Beim Ansprechen unserer Böcke im Revier gibt es einige Regeln, die uns helfen, Böcke korrekt zu identifizieren. Manche dieser Regeln sind zuverlässig, während andere in die Irre führen können und dazu beitragen, dass der „falsche“ Bock erlegt wird. In diesem Artikel werden wir ein paar durchgehen und hinterfragen.
Der Muffelfleck
Der Muffelfleck ist der helle Fleck oberhalb des Windfangs. Es wird oft behauptet, dass ein Bock mit ausgeprägtem Muffelfleck meistens zweijährig ist und dass dieser Fleck, je älter der Bock wird, nach oben hin verschwimmt. Dabei sollte man die verschiedenen Variationen in der Ausprägung des Muffelflecks beachten. Dies ist besonders hilfreich bei Böcken, die wir über die Jahre im Revier begleitet haben und gut kennen. Bei unbekannten Böcken mit verschwommenem Muffelfleck sollte diese Regel jedoch nicht in die Altersansprache einfließen.
Die Rosenstöcke
Die Rosenstöcke beginnen beim Bockkitz ab ca. drei Monaten zu wachsen, wobei der Hauptschub in den ersten beiden Lebensjahren erfolgt. Danach wird der Rosenstock mit jedem Abwerfen der Stangen etwas kürzer. Vor dem Abwerfen werden körpereigene Knochenfresszellen aktiviert, die den Rosenstock unterhalb der Rose auflösen. Bei älteren Böcken wirkt es manchmal, als würden die Rosen direkt auf dem Haupt aufliegen.
Ein breiter Brustkorb
Mit zunehmendem Alter vergrößert sich der Brustkorb des Bocks. Bei einem ein- oder zweijährigen Bock stehen die Vorderläufe eng nebeneinander, wodurch sie langbeiniger erscheinen. Bei älteren Böcken scheint der Körper zwischen den Vorderläufen zu liegen. Durch den verbreiterten Brustkorb ist der Vorschlag bei seitlicher Betrachtung deutlich ausgeprägter.
Die graue Maske
Das Alter anhand der Färbung der Gesichtsmaske zu bestimmen, ist schwierig. Es wird oft gesagt, dass Jährlinge in der Regel ein dunkles, einfarbiges Gesicht haben, mittelalte Böcke die „buntesten“ Häupter und die alten Böcke grau werden. Obwohl dies häufig zutrifft, gibt es viele Ausnahmen. Um sich an der Hauptfärbung orientieren zu können, muss das Fell durchgefärbt sein, was frühestens im Juni der Fall ist. Trotzdem bleibt jeder Bock ein Individuum. Auch ich zähle mich zum Mittelalter, aber ich bin bereits recht grau.
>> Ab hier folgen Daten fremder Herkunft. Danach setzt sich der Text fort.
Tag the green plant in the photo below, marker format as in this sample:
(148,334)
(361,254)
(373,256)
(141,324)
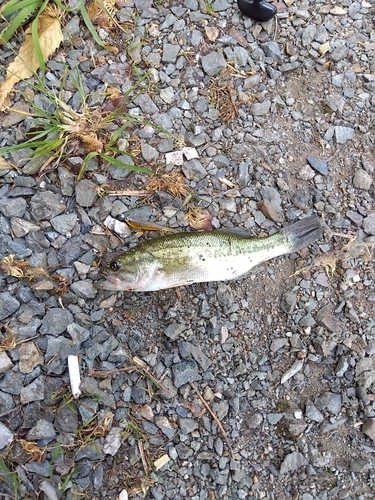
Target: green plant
(54,130)
(21,11)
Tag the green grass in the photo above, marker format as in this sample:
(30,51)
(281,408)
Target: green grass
(56,125)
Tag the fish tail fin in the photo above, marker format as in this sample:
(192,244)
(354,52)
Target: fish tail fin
(303,233)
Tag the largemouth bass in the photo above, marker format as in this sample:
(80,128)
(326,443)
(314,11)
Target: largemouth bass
(186,258)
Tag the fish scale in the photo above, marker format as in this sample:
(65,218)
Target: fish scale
(185,258)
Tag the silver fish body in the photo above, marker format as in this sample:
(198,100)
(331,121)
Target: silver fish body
(185,258)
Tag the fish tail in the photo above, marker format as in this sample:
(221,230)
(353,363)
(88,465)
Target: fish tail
(303,233)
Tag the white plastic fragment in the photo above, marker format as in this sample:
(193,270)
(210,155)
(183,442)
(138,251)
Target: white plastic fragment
(48,490)
(296,367)
(174,158)
(6,436)
(118,227)
(74,376)
(113,441)
(177,157)
(123,495)
(161,461)
(190,153)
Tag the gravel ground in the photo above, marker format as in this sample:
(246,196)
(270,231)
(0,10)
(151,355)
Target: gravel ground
(278,122)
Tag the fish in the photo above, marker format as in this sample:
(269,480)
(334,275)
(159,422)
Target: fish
(185,258)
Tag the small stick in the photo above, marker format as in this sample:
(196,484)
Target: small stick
(214,417)
(127,192)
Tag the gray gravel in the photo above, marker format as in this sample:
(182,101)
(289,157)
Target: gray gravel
(284,360)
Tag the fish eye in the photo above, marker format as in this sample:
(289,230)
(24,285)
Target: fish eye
(115,265)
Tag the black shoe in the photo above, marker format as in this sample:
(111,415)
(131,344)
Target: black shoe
(260,10)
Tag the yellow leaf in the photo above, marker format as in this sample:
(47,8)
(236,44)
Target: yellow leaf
(26,63)
(4,165)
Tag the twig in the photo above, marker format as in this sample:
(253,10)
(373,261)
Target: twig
(142,453)
(127,192)
(140,365)
(215,418)
(10,411)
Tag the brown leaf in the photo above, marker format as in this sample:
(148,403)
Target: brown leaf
(200,219)
(26,63)
(91,143)
(4,165)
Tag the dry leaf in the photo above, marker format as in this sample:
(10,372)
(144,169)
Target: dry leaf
(200,219)
(91,143)
(26,63)
(4,165)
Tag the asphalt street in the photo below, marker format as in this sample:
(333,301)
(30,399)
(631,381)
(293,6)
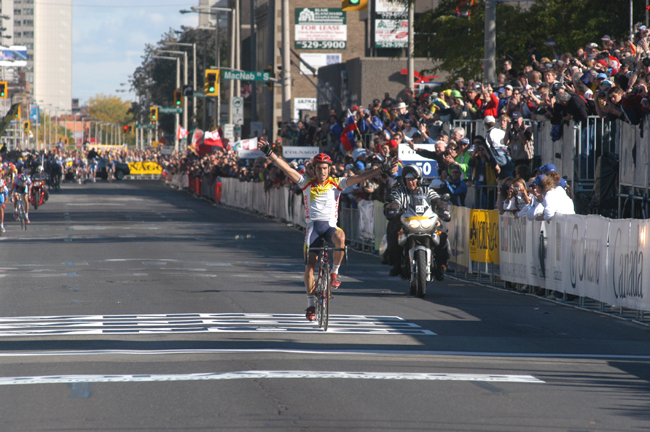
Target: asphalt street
(130,306)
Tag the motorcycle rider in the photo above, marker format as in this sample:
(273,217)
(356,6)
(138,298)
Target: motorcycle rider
(398,204)
(39,175)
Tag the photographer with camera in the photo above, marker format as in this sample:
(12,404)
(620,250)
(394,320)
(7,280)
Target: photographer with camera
(519,140)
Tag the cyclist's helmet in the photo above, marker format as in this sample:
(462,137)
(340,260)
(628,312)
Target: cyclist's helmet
(322,158)
(412,171)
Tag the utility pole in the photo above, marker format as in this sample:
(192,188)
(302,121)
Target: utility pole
(411,46)
(489,73)
(286,63)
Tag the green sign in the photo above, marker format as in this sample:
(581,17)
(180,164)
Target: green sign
(244,76)
(170,110)
(320,28)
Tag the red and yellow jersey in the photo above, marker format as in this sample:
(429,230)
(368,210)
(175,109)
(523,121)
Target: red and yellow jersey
(322,201)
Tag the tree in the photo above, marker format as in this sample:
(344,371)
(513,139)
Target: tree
(110,109)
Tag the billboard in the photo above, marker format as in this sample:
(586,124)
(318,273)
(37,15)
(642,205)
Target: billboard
(13,56)
(320,28)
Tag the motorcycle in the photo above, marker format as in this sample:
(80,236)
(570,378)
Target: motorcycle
(38,194)
(419,235)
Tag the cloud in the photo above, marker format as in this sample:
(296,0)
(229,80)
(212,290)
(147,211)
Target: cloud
(108,43)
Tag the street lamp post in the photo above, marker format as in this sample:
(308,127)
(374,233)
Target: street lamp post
(193,45)
(185,82)
(178,84)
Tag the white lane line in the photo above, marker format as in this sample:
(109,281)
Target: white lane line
(225,329)
(194,315)
(203,323)
(278,374)
(223,322)
(301,352)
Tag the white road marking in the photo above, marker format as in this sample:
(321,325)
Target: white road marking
(301,352)
(203,323)
(278,374)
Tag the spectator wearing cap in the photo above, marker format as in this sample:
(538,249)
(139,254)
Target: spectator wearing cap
(463,157)
(487,102)
(456,186)
(556,199)
(409,130)
(493,135)
(519,141)
(438,155)
(505,99)
(534,56)
(533,200)
(388,101)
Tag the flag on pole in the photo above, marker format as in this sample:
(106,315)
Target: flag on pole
(347,136)
(196,139)
(212,138)
(182,133)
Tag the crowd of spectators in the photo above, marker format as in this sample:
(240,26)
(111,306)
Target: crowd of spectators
(608,79)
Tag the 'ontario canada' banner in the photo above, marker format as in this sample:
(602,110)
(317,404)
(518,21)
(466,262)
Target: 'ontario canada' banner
(588,256)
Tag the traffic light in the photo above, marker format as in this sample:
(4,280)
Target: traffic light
(212,82)
(352,5)
(270,83)
(153,114)
(178,98)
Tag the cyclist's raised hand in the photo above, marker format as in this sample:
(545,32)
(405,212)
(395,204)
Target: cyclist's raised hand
(264,146)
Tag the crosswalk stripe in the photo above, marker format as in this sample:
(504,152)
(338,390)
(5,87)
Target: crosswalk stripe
(270,374)
(203,323)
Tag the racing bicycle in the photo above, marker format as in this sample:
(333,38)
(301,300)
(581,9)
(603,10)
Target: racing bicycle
(323,283)
(20,209)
Die Körperhaltung und Bewegung
Ältere Böcke haben oft eine schwerfälligere und bedächtigere Bewegung als jüngere Böcke, die tendenziell schneller und agiler sind. Die Körperhaltung eines alten Bocks kann auch steifer und weniger geschmeidig wirken. Jüngere Böcke sind oft neugieriger und zeigen ein verspielteres Verhalten.
Die Stangenstruktur
Neben der Länge der Stangen kann auch deren Struktur und Masse Aufschluss über das Alter eines Bocks geben. Ältere Böcke neigen dazu, dickere und massigere Stangen zu haben, oft mit Perlung und ausgeprägten Rosenstöcken. Die Stangen jüngerer Böcke sind oft glatter und schlanker.
Die Nackenmuskulatur
Ein weiteres Anzeichen für das Alter eines Bocks ist die Nackenmuskulatur. Ältere Böcke haben meist einen kräftigeren, muskulöseren Nacken, der im Verhältnis zum Körper breiter erscheint. Dies kann besonders bei der seitlichen Betrachtung auffallen.
Das Verhalten im Revier
Das Verhalten eines Bocks kann ebenfalls Hinweise auf sein Alter geben. Ältere Böcke sind oft territorialer und dominanter. Sie zeigen ein ausgeprägtes Revierverhalten und sind weniger tolerant gegenüber anderen Böcken. Jüngere Böcke zeigen häufiger unterwürfiges Verhalten und halten sich in der Nähe von Deckungen auf.
Fazit
Das waren einige der Ansprechregeln, die euch helfen sollen, im Revier die richtige Entscheidung zu treffen. Es sollte immer das Gesamtbild stimmen, um den „richtigen“ Bock erlegen zu können. Am wichtigsten ist es, sein Rehwild gut zu kennen. Denkt daran, eine fliegende Kugel kann man nicht zurückholen.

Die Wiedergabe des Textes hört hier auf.